Multi-shot Pedestrian Re-identification via Sequential Decision Making
This addresses efficiency and interpretability in surveillance video analysis, though it is incremental as it builds on existing reinforcement learning methods for a specific domain.
The paper tackles the multi-shot pedestrian re-identification problem by proposing a reinforcement learning approach that allows an agent to decide when to output a result or request more images, achieving competitive state-of-the-art performance on three benchmarks while using only 3% to 6% of images.

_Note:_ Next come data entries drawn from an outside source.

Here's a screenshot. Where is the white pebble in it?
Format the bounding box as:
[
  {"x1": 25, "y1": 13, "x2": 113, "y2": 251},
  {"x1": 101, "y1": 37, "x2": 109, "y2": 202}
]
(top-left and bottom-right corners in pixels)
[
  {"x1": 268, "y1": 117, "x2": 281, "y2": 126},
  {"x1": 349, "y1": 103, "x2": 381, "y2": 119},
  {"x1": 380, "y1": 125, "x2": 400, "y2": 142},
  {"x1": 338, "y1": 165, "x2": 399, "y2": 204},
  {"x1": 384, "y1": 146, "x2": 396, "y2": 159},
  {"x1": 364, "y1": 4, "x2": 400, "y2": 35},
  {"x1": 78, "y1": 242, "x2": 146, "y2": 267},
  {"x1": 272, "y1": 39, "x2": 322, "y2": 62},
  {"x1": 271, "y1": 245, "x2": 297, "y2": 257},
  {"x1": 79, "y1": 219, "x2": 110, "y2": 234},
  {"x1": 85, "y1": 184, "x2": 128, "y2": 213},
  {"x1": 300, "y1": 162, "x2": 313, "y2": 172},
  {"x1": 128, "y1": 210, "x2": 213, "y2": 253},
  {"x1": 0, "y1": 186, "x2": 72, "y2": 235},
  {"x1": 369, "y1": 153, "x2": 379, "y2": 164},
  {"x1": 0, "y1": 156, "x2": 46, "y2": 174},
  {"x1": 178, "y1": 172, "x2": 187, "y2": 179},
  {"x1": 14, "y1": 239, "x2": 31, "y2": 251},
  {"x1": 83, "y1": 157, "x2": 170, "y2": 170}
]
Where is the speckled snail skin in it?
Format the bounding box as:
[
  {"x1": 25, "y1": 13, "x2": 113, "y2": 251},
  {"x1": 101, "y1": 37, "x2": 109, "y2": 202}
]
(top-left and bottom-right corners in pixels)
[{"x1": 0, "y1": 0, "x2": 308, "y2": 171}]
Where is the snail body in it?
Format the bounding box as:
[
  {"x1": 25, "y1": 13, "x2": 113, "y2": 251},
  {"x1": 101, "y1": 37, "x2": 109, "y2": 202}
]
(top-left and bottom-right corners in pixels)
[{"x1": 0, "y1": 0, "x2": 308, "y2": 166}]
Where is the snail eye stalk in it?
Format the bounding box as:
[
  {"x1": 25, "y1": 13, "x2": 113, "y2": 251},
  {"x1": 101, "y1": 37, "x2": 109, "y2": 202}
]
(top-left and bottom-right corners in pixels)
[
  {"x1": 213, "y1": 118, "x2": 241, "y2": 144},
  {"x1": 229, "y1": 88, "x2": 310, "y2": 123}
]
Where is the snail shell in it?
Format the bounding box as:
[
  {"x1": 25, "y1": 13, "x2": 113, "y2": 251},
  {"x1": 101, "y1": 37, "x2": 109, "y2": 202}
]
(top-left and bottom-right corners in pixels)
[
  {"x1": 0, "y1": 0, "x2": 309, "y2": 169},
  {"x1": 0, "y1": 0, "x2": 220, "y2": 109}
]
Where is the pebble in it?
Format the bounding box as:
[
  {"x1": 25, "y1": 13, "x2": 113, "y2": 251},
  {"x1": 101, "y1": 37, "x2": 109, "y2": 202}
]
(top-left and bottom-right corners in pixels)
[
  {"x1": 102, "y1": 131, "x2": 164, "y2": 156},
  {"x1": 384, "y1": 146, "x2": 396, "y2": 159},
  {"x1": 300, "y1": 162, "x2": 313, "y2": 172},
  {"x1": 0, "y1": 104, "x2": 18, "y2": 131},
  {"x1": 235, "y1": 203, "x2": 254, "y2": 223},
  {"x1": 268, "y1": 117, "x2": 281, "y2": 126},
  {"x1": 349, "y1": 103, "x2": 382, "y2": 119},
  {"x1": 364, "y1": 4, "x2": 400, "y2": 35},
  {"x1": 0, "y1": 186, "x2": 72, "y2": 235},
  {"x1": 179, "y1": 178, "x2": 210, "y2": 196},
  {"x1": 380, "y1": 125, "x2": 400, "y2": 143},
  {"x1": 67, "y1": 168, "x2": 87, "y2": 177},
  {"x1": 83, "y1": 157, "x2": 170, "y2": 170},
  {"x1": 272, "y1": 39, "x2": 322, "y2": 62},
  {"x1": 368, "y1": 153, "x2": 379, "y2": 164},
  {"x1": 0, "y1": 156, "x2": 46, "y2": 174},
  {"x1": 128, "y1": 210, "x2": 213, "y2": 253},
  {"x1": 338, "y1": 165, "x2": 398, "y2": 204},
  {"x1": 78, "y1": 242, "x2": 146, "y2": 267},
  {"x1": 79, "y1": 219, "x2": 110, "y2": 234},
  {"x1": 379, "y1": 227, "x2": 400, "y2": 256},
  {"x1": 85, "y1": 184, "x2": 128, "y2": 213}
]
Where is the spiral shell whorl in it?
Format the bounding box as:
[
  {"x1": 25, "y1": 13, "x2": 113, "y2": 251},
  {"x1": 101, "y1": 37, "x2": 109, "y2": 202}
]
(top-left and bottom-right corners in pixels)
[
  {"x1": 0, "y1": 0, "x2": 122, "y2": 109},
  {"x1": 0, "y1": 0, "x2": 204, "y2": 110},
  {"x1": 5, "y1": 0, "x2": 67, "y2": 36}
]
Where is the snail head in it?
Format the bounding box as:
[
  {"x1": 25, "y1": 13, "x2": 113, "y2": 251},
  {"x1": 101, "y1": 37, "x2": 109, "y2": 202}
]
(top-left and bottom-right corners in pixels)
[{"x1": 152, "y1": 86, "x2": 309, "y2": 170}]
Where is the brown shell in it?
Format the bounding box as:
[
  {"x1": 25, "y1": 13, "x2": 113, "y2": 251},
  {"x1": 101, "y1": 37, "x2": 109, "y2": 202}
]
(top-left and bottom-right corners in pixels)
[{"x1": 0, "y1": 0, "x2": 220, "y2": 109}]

Multi-shot pedestrian re-identification problem is at the core of surveillance video analysis. It matches two tracks of pedestrians from different cameras. In contrary to existing works that aggregate single frames features by time series model such as recurrent neural network, in this paper, we propose an interpretable reinforcement learning based approach to this problem. Particularly, we train an agent to verify a pair of images at each time. The agent could choose to output the result (same or different) or request another pair of images to verify (unsure). By this way, our model implicitly learns the difficulty of image pairs, and postpone the decision when the model does not accumulate enough evidence. Moreover, by adjusting the reward for unsure action, we can easily trade off between speed and accuracy. In three open benchmarks, our method are competitive with the state-of-the-art methods while only using 3% to 6% images. These promising results demonstrate that our method is favorable in both efficiency and performance.